When I was 23 the call centre I worked at stopped giving me shifts because I kept leaving behind half-eaten LCM bars at my desk, so I took a cash job at a car wash 'round the corner.
They let me smoke ciggies on the job, but they told me halfway through the shift they were gonna pay me $10 an hour with a free pie and Coke at lunch, so I told the boss to shove it and jumped the back fence.
I know what I'm worth.
I worked at an art gallery that asked me to clear out the knee-high piles of dirt from a “wine cellar” they discovered under a bookcase. It had been hidden there for years, untouched.
After spending half a day obliviously carting piles of garbage out of it, my boss appeared wearing a safety mask and told me it was because he thought the cellar was full of asbestos. I didn’t get a mask.
My first job was working at Beat Magazine as a kid during my school holidays. This was before there was email or internet or anything, and I remember collating the results of a readership survey by hand all day, every day for six weeks.

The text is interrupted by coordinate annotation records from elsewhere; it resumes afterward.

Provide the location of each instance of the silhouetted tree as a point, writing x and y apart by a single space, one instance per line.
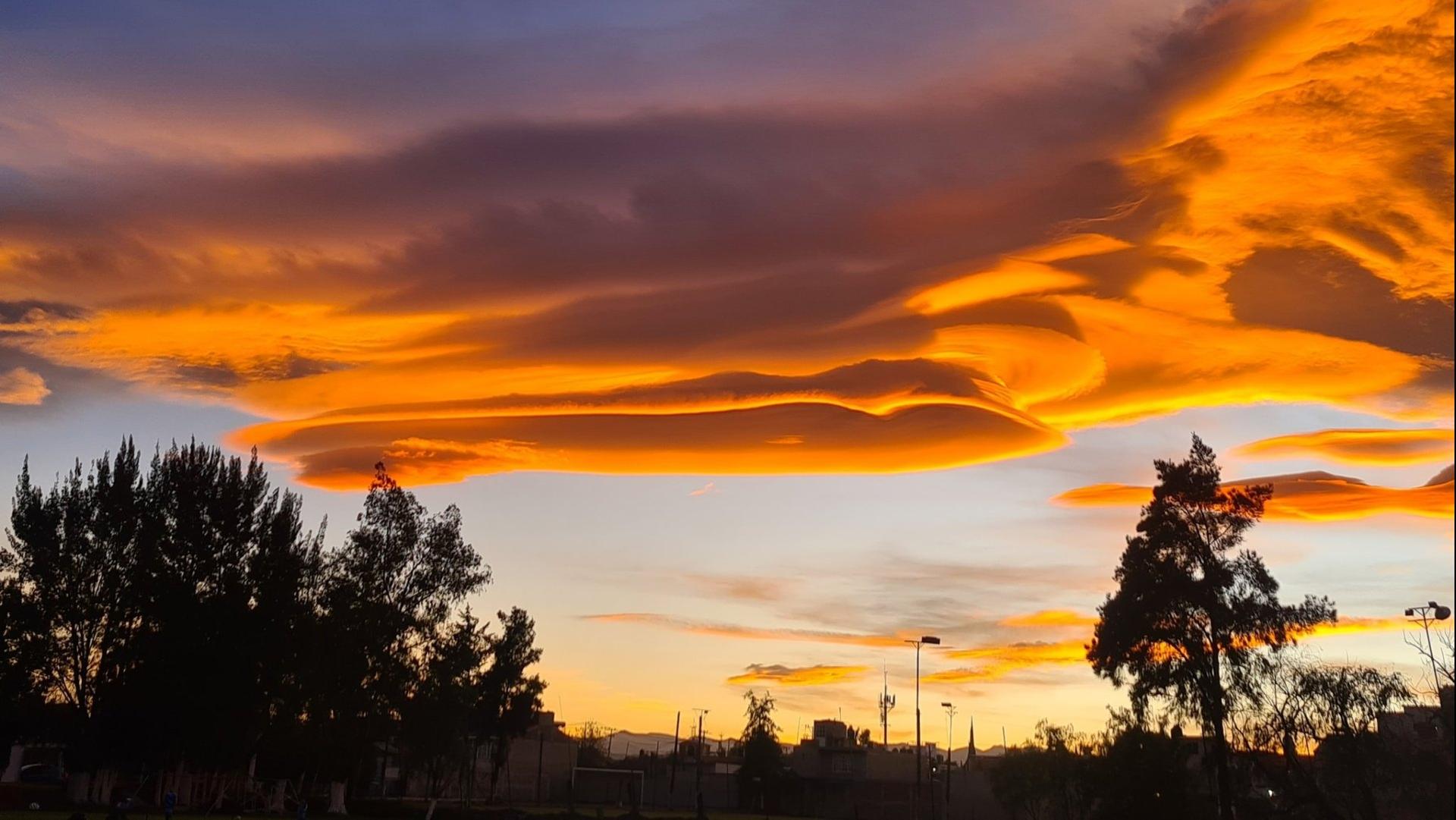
384 593
762 755
1294 705
184 615
437 712
1050 778
1144 772
1191 609
509 701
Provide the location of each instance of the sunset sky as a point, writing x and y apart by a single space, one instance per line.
756 337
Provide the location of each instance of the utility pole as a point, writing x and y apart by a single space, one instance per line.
970 752
932 639
887 702
702 809
1426 615
949 746
672 781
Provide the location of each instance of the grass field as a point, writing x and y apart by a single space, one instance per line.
481 815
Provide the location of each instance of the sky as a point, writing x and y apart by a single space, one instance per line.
755 338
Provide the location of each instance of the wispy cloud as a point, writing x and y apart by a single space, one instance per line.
1359 446
1307 497
781 674
746 633
1050 618
22 386
1002 660
795 291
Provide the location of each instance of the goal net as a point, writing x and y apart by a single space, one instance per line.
606 787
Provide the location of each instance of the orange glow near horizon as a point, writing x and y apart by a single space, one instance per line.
791 354
1307 497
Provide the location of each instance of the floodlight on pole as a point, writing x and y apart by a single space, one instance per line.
949 746
1426 615
934 641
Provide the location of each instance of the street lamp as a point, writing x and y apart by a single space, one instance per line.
1427 614
949 745
698 785
932 641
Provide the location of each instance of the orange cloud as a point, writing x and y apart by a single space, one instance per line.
781 674
1267 223
1052 618
1307 497
830 437
1002 660
747 633
22 386
1359 446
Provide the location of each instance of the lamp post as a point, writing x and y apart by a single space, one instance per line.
698 803
934 641
1426 615
949 745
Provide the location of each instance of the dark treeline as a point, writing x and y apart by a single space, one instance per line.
1197 633
180 612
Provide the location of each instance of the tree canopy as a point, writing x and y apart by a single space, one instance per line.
1191 608
184 612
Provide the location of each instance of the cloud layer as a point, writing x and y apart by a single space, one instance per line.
780 674
1307 497
1359 446
1247 204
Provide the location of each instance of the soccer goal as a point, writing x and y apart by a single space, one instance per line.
606 787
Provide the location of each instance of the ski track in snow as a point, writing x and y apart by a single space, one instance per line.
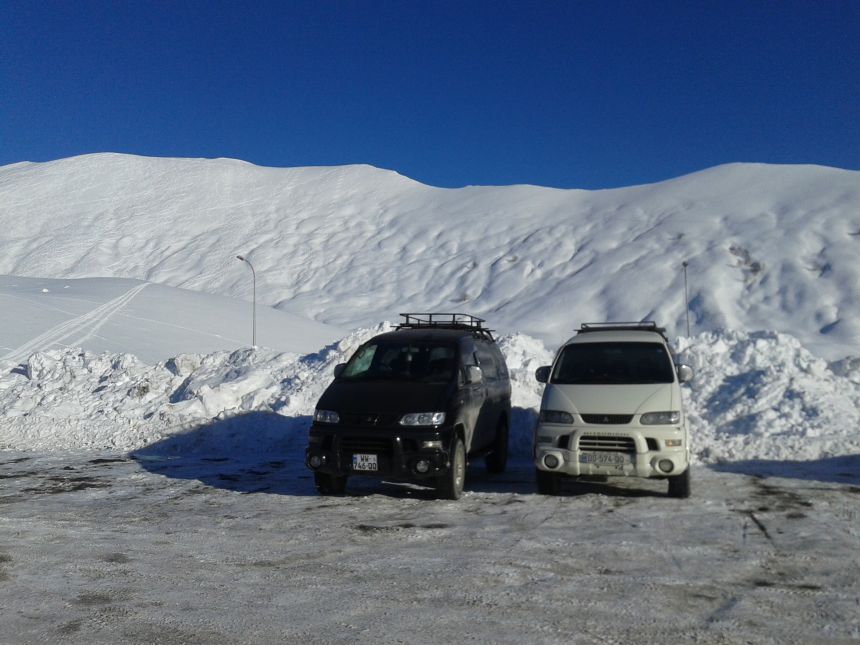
85 325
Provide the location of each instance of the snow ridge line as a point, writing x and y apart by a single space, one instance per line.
95 318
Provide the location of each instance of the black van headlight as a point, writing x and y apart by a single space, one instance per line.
326 416
422 419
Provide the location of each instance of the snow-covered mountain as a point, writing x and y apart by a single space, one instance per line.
769 247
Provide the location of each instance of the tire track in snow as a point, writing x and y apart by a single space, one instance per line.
86 324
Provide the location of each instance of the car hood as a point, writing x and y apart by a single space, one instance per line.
378 396
609 400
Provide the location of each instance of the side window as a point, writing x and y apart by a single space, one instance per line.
467 353
487 362
500 360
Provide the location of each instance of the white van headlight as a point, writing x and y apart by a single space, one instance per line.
555 417
662 417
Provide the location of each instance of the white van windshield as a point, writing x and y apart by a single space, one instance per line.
614 363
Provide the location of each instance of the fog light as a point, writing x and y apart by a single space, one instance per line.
551 461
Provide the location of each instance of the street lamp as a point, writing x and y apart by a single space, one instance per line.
686 297
254 310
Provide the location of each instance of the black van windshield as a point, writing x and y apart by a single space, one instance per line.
403 361
614 363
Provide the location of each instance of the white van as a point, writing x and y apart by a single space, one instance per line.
612 407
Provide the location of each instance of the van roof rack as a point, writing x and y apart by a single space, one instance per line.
445 321
645 326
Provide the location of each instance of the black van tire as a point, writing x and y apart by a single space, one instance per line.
450 484
549 483
679 486
330 485
497 459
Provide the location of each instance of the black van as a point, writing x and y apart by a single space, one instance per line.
414 404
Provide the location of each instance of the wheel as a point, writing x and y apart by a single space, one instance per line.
497 460
450 484
679 486
330 485
549 483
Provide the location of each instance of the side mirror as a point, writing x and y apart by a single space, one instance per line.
474 375
542 374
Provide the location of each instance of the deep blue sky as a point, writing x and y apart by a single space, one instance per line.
570 94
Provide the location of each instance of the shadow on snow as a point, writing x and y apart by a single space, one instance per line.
844 469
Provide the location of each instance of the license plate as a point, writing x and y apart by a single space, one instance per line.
603 458
364 462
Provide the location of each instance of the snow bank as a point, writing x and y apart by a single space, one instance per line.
755 396
768 246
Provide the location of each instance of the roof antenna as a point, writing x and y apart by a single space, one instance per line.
686 298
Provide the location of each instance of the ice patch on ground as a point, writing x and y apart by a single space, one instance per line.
758 395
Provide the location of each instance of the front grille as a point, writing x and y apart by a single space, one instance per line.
607 419
618 444
367 419
377 445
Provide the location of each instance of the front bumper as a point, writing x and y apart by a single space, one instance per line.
399 452
597 451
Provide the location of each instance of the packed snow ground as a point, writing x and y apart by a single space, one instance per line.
208 547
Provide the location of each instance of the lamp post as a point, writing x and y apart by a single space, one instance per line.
254 306
686 297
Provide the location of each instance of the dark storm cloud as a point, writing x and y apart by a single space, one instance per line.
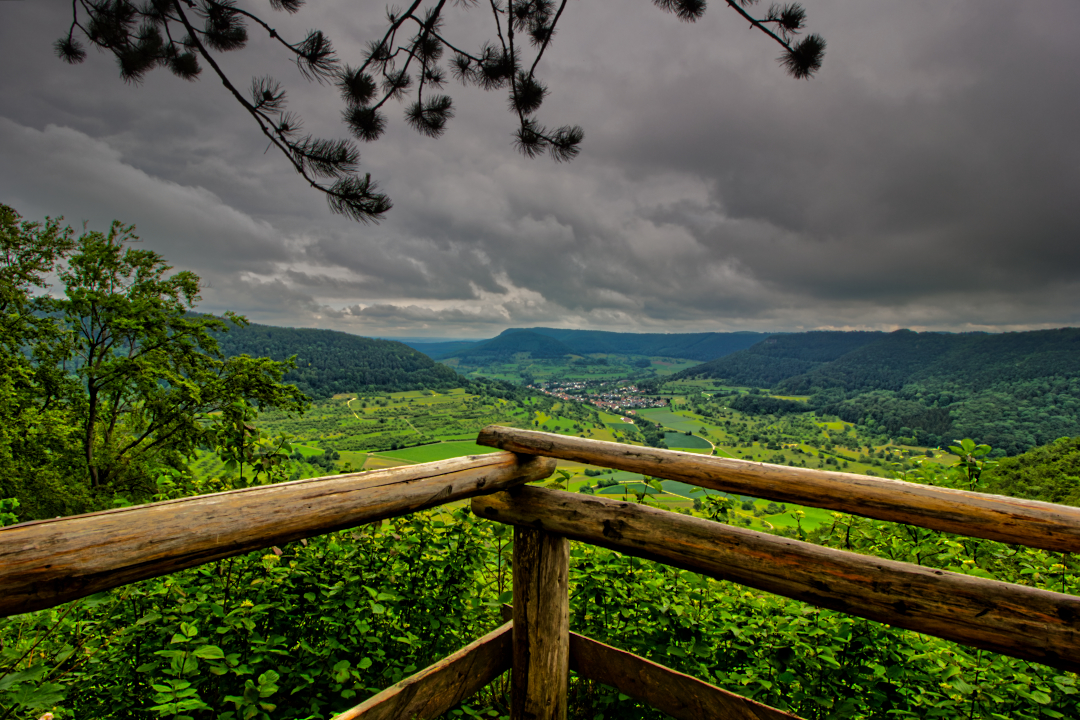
926 178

I also had to make sure the evaporative cooler was full of icy water because the office was in a shitty old building with no ventilation or air con. If I spilt any of the water I got 50 lashes.
Miniworld, CBD car dealer, full of sharks. My first job at 21. The sales guys used to glue 50c pieces to the footpath outside, hide inside the showroom rolladoor on Elizabeth st, then come out and snigger as people spotted it and tried to pick it up...
I lasted three weeks. I finally resigned when I sold a guy (who was in the middle of a divorce and was trying to impress his kids) an open top mini moke he couldn’t afford. He came back the next day and tried to return it but the owner wouldn’t let him. The contract had been signed and an exorbitant finance deal was sold to him. He begged me to take it back, was happy to forgo deposit but I wasn’t allowed. I’ll never forget his face.